Omalizumab at this meeting is going to detail the results of their phase 3 trials, but from the press release, it looks like they hit their endpoints. The IL-5 blockers are going after nasal polyps, as well.
For atopic dermatitis, right now, the best one is probably dupilumab. And the other disease that often tracks would be food allergy, and omalizumab is being trialed for food allergy as a standalone. It's also being studied in conjunction with immunotherapy. And there are a number of other biologics being looked at for food therapy, but they are in early development.
MD Mag: Do they have potential as monotherapies?
Casale: Yeah. So, most of the smaller studies have done combination—the other one that's doing the same thing is dupilumab. Dupilumab is being studied in combination with peanut immunotherapy, and also as a standalone. We'll have to see what happens.
It was 2003 that the predecessor of omalizumab, produced by Tanox, was an anti-IgE molecule. And they did the very first study that showed that it worked pretty well in patients with peanut allergy. It was published in the New England Journal of Medicine.
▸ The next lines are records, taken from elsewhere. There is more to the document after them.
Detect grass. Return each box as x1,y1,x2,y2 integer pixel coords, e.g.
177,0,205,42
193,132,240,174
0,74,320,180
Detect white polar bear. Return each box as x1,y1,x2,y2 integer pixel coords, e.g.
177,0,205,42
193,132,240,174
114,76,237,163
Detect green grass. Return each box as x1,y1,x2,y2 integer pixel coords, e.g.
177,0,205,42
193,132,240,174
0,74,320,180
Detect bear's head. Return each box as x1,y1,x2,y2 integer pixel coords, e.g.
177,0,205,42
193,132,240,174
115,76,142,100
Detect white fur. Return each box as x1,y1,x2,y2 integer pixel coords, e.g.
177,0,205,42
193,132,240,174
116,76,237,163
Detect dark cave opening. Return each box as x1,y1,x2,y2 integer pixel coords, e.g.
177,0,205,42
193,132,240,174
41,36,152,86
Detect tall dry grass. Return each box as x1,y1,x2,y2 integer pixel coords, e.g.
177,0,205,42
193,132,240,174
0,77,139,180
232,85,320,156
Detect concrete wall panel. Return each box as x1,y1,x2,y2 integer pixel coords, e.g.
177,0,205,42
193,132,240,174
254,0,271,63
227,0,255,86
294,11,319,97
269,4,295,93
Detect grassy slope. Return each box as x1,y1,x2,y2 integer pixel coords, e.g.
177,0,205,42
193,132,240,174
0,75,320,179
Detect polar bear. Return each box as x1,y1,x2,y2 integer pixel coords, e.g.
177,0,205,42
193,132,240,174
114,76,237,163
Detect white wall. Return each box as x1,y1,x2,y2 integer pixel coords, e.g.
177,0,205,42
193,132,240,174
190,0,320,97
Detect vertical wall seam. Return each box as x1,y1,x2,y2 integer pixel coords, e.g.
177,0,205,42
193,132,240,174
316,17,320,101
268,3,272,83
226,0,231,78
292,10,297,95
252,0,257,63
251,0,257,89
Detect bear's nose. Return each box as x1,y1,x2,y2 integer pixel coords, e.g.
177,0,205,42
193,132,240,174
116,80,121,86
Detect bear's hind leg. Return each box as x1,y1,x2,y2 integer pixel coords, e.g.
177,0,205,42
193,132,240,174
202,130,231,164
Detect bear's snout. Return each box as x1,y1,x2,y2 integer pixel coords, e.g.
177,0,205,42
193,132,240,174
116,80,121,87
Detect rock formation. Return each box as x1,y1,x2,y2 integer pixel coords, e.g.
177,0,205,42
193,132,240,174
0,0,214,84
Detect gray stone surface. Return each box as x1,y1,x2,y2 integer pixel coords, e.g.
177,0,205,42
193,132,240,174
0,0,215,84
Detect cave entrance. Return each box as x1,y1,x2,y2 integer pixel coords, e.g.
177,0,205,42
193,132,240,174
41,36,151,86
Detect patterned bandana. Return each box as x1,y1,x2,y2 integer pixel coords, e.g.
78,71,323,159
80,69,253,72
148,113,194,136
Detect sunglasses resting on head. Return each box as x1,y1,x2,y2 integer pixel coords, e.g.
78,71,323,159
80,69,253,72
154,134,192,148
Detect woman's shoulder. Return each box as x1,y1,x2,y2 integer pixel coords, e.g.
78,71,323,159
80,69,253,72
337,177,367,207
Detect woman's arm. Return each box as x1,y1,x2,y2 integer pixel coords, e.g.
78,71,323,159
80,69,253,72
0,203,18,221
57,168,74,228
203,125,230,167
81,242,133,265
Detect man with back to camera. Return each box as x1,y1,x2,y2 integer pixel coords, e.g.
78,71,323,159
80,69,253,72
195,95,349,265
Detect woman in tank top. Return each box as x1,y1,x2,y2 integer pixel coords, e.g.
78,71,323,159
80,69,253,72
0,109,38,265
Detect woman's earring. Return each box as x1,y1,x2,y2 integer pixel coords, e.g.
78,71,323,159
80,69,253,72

But there was a big problem in the development of standalone therapies, because to get into the study, you had to have a positive food challenge. So, I have to give you enough food to cause you to have an acute allergic reaction. That sort of stopped the development process for awhile.
And what we're really interested in now is a diagnostic that will replace that food challenge, because that's a big burden on patients and patient families.